Sort

PURPOSE:  The SORT command arranges all the records or selected records in the current Data Set (DS) on the basis of data in the field(s) specified.  The sorted records can be stored on the current DS or written to a separate DS so that the current DS is unchanged.

Syntax

SORT ON \\[-]fields\\

[[IF; UNLESS clause] TO ds_name [IN DBL dbl_name]]

[SHOWING clause]

[VIA clause]

[STOP; END clause]

[/BY RECORD/; BY KEY]

[IN n PAGES]

[n WAY]

\\[-]fields\\

is one or more field names, separated by commas, specifying the sort sequence with the major field first.  The sort is normally in ascending order.  To sort by descending order, precede the field name with a minus sign [-].

IF; UNLESS clause

limits the sort to records meeting the condition(s) specified, If a conditional clause is used, a TO ds_name clause must also be used.  The TO ds_name can be the current DS, in which case the current DS is replaced by the sorted records meeting the specified condition(s).  Described in detail in Chapter 7.

TO ds_name

specifies the destination of the sorted data.  If TO ds_name is omitted, the sorted data will overwrite the current DS.  If TO ds_name is included, the destination DS must already exist.  The current DS and destination DS must have identical Schema Definitions (SD).  If the destination DS already contains data, the SORT command will clear it.

IN DBL dbl_name

is used to send sorted data to a DS in another Data base Library (DBL).

SHOWING clause

displays (or saves) the specified fields in the order in which they appear after the sort . Described in detail in Chapter 7.

VIA clause

described in detail in Chapter 7.  If a Process Module (PM) is called by the SORT command, an output DS must be named, and any changes made in the PM will be applied only to the output DS.  The sort of the keys is completed, then the processing is done as the records are being written out in sorted order.  Described in detail in Chapter 7.

STOP; END clause

described in detail in Chapter 7.

BY KEY

If the sort key is small in relation to the size of the record the sort will take less time if the BY KEY clause is specified.

BY RECORD

causes the record to be carried along with the key in the sort operations.
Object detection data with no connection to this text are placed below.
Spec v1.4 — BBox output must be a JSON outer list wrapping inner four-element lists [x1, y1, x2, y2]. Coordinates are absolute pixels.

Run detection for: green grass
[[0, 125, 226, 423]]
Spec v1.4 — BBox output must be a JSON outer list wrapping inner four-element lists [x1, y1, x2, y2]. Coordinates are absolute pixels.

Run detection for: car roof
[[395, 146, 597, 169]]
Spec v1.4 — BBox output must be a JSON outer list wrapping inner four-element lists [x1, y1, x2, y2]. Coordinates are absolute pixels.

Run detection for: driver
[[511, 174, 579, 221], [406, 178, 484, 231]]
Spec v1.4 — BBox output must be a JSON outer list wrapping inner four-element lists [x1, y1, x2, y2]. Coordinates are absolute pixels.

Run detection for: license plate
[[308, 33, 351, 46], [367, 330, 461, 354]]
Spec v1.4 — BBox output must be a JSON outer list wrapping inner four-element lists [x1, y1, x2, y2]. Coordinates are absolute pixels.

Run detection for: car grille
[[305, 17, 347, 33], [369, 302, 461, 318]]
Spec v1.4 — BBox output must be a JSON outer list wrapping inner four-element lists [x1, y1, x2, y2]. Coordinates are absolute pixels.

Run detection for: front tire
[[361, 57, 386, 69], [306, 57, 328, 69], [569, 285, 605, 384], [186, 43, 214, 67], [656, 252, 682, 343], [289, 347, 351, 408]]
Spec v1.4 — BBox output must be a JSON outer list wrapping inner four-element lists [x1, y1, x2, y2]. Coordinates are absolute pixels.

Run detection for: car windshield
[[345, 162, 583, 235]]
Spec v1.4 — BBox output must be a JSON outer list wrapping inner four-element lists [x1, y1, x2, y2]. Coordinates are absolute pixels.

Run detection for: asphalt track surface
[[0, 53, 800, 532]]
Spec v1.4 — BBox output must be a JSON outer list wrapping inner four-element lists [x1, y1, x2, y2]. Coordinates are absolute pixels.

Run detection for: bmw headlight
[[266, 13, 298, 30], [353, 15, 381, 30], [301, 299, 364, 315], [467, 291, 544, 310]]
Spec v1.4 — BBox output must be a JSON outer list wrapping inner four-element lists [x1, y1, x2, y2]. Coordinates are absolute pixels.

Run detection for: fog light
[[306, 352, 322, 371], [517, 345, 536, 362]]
BY RECORD is the default if no BY option is expressed.

IN n PAGES

determines the amount of memory allocated to the first pass of the sort.  The default is 4 pages, or 10, 240 characters.  Maximum is 100 pages.  The more pages allocated the faster the sort will be performed.

n WAY

determines how many strings are merged in each pass through the data.  The default is 4; maximum is 16.  Will effect efficiency.

EXAMPLE

*USE DS AUTHOR
*SORT ON AUTHOR_LNAME,STATE IF CONTRACT="1" TO CAUT &
SHOW AUTHOR_LNAME,STATE,ZIP

After the records for contracted authors (IF CONTRACT=1) are selected and sorted on LNAME, STATE, the fields LNAME, STATE, ZIP are displayed at the terminal in the new order.  The DS CAUT now contains the same records shown at the terminal, in the same order.  Meanwhile, the current DS, AUTHORS, has not been changed or affected in any way.

NOTES:  Fields can be used in the SORT command in any order; i.e., there is no restriction to the order in which they appear in the SD.

Note when sorting binary records: all fields of new binary records are initialized to null characters (@CHR 0).  A character field that has been set to blanks will sort differently than a field which has not received any data at all.

The sequence of the sorted records can be affected by the ENABLE SEQUENCE LOWER command.  By default, ACCENT R considers the upper and lower case of a given letter as identical, and would produce the following sort:

Mackay, B

MacKay, T

MacLeon, M

MacTavish, C

To obtain a true ASCII sort, i.e., all upper case letters preceding all lower case letters, give the command ENABLE SEQUENCE LOWER before sorting.  The four names would then be sorted:

MacKay, T

MacLeon, M

MacTavish, C

Mackay, B

The default sorting algorithm in ACCENT R has been designed to use the minimum amount of memory.  The options BY RECORD; BY KEY, IN n PAGES and n WAY allow the amount of memory allocated to be varied to the sort and to control its efficiency.  As a general rule, allocating more memory speeds up the operation.  The following simplified explanation of how default sorting works explains where the three options come into play.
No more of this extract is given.